Why? As many of my patients ask.
Although in IVF the embryo is placed in the uterus, generally 1.8 cm from the top, the waves of uterine contractions can propel the embryo backwards through the fallopian tubes before it actually implants. This means there are still approximately 12-24 hours in which the embryo can move before implantation begins. It has also been surmised that damaged tubes can suck the embryos back into them due to pressure differentials between the uterus and tube.
So you will find it reassuring to note that recent statistics on ectopic pregnancies (also called tubal pregnancies) after embryo transfer are on the decrease. It declined from 20 to 12 per 1,000 assisted reproductive cases over the last 12 years in the United Kingdom. It now occurs in less than 2 percent of natural (spontaneous) pregnancies and 1.4 percent of IVF and IUI pregnancies.

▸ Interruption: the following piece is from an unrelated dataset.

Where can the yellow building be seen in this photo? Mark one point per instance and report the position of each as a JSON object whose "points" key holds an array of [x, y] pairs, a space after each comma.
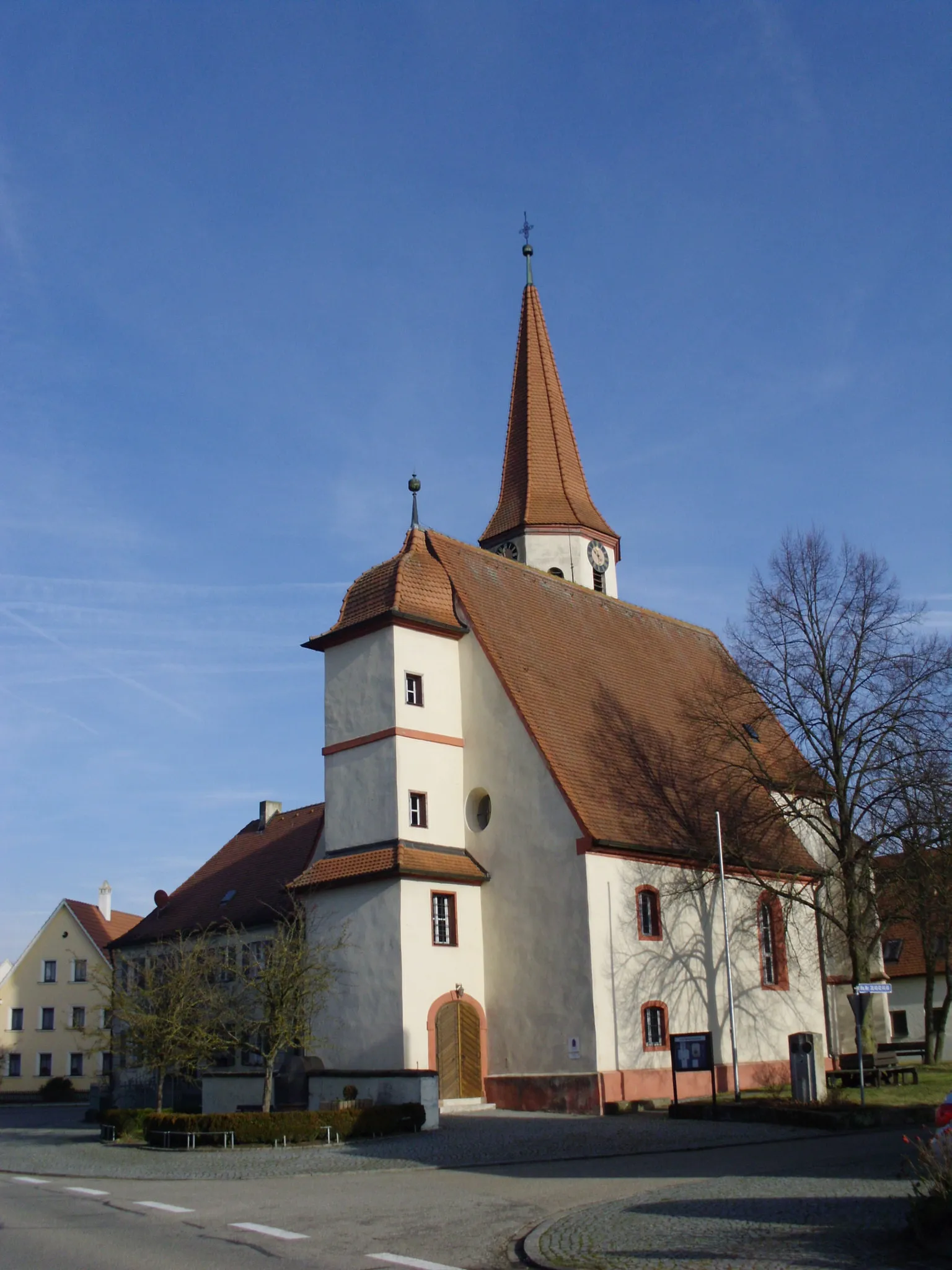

But this risk can be subdivided even more, providing reassurance for those without tubal disease. There is now known to be a 3 percent risk if a patient has tubal infertility and more than one embryo is transferred, but only 0.8 percent if the patient has male factor infertility and only one embryo is transferred. The statistics are similar in the U.S. showing a decline in ectopic pregnancies with IVF from 2 to 1.6 percent and a reduction in risk from 2.5 percent, if four embryos were transferred, down to 1.6 percent if only one embryo was transferred, regardless of the embryo stage.
The most common causes of tubal factor infertility include sexually transmitted infection with chlamydia, abdominal surgery, endometriosis and smoking.
Lowering the total number of embryos transferred and transferring at the blastocyst stage (day 5) are thought to be the reasons for the decrease. Reproductive Science Center has long been a strong advocate of elective single embryo transfer (eSET) and leads the network in helping patients achieve high success rates while transferring fewer embryos. RSC has also been performing blastocyst transfers for the majority of our patients for over 10 years, giving us very low ectopic pregnancy rates.
Early detection of an ectopic pregnancy is critical. So serial monitoring of human chorionic gonadotropin (hCG) levels and early ultrasounds at six weeks estimated gestational age (two weeks after finding out you are pregnant) can help to manage ectopic pregnancies safely 95-98 percent of the time, avoiding the need for surgery.